Maybe it's Azarenka's high-pitched "Whooooooooh!" that predisposes people against her. Fans made fun of her signature sound at, of all places, the very proper All England Lawn and Tennis Club during Wimbledon. Reporters asked her about it, after rubbing her nose in her semi-final loss to Serena Williams.
Q. ....Horrible day for you today.
VICTORIA AZARENKA: Thanks for bringing it up and putting me down. I appreciate that.
Q. Early in the match the crowd appeared to be laughing almost at some of the noises you make when you unleash your groundstrokes. Did you notice it at all? Did it upset you at all?
VICTORIA AZARENKA: No. Why would it upset me? You know, you guys make such a big deal out of it, it's a little bit already boring to read all the news. You know, I think everybody does different kind of noises. But, you know, what can you do?
Q. We've not noticed that happen on Centre Court here before.
VICTORIA AZARENKA: I've noticed it everywhere. Men also grunt really loud.
Q. I meant the crowd's reaction.
VICTORIA AZARENKA: Yeah, maybe you weren't at every match.
Vika aces a retort up the T! Or in this case, up the arse of reporters, whose questions she often dubs as "silly." She's right, sometimes they are, but that's not the way to win friends and influence enemies. Especially those very influential enemies in the press room.
Nobody likes you when you're arrogant. Vika sported a tee-shirt with the slogan, "Unstoppable," after winning Indian Wells. And nobody wants to be around you when you're surly. This is something I should take to heart, not just Vika. As you know, fellow Haters, my attitude on the court is not always perky. I've been known to let loose a stream of words, ones you'd never hear on public radio, when I make a mistake. That's got to be as annoying as Vika's screeching, especially for the little kids taking their first "let's-get-excited-about-tennis!" lessons on the next court. "Mommy, why does tennis make that lady say bad words?"
I can get curt during changeovers. I don't want to talk about my summer vacation or get tips on my service toss or hear about how your backhand has disappeared. (No, wait, that's a good tip.) I'm too busy trying to steer my tiny little boatload of confidence through a stormy sea of fear.
I'm torn about how to behave when competing. Some of my Worthy Opponents in the local USTA leagues chat you up before and during the game. Others don't acknowlege you at all.
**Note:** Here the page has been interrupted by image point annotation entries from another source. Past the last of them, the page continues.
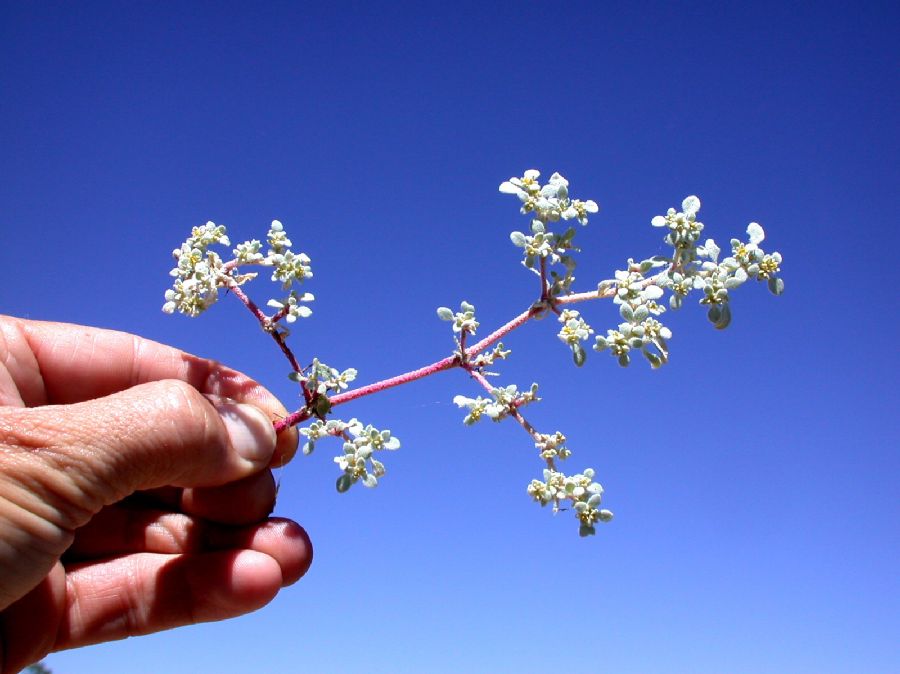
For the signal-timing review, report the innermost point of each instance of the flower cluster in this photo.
(503, 400)
(580, 490)
(291, 306)
(552, 447)
(463, 320)
(357, 461)
(574, 330)
(547, 204)
(550, 202)
(636, 297)
(324, 379)
(360, 443)
(638, 291)
(198, 272)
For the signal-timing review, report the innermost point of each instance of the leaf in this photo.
(344, 482)
(518, 239)
(578, 355)
(690, 205)
(755, 232)
(323, 406)
(724, 317)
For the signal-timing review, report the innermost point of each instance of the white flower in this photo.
(755, 232)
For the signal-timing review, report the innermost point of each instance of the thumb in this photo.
(78, 458)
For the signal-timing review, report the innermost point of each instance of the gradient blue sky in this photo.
(754, 479)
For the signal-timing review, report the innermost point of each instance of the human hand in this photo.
(134, 490)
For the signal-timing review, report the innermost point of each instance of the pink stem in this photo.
(447, 363)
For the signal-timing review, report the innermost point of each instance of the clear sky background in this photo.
(754, 478)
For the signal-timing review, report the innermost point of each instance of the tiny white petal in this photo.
(691, 204)
(755, 232)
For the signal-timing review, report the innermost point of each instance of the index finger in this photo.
(61, 363)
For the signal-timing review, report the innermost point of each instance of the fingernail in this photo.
(250, 431)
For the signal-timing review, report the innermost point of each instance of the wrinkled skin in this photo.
(135, 489)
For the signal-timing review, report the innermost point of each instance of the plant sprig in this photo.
(638, 291)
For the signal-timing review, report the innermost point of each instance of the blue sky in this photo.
(753, 478)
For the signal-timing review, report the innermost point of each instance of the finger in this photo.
(44, 359)
(164, 591)
(145, 593)
(242, 502)
(119, 531)
(77, 458)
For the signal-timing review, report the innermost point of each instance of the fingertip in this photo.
(250, 432)
(295, 565)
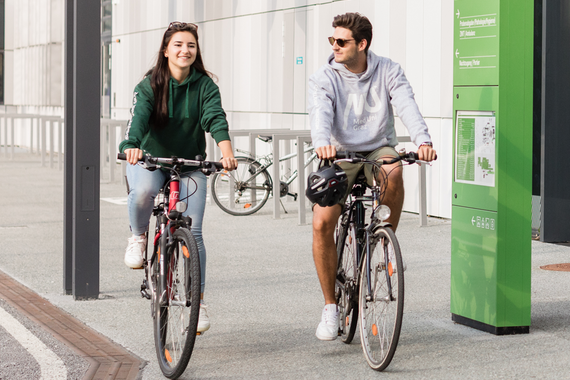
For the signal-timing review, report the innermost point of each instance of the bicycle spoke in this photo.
(381, 300)
(244, 190)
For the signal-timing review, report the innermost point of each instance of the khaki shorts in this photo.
(352, 170)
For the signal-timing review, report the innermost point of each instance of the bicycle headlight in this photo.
(383, 212)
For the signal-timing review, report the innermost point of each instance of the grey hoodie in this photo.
(355, 113)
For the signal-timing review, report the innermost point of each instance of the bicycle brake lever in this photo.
(146, 164)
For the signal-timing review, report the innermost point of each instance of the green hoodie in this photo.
(194, 107)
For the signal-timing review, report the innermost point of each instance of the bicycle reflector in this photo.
(328, 185)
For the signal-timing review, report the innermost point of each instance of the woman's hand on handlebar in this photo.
(133, 155)
(327, 152)
(230, 163)
(426, 153)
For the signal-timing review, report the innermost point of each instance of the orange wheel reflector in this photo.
(167, 355)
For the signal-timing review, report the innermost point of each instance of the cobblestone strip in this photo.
(107, 359)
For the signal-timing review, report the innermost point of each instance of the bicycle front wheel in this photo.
(177, 307)
(242, 191)
(347, 280)
(381, 299)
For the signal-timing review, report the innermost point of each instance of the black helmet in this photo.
(327, 185)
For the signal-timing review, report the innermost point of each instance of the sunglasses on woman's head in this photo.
(339, 41)
(182, 25)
Then there's my husband. Mark's got a habit of commenting on his game or my game while we're taking a break, dispensing little brain worms like, "Boy, I can hit great shots when I just keep my eye on the ball!" or, "Hey, you're serving well." The former makes me jealous, and I start making errors, trying to show him I can hit great shots, too. The latter makes me self-conscious, and I end up double faulting and getting broken. This is when I start muttering those swear words, Haters. Loud enough so he can hear.
I'd like to be like Roger Federer in my demeanor. He's been known to let out a big "Argh!" when his backhand sails, but two flicks of his hair later, and he's back in the court, not in his head. He doesn't showboat when he wins a big point. No lawn mower moves like Nadal, no fist-bump-to-the-chest like Djokovic, just a good, throaty, "COME ON!." He acts like he's a winner, regardless of whether the score shows it.
Nobody loves you when you're surly, but everyone respects you when you respect yourself.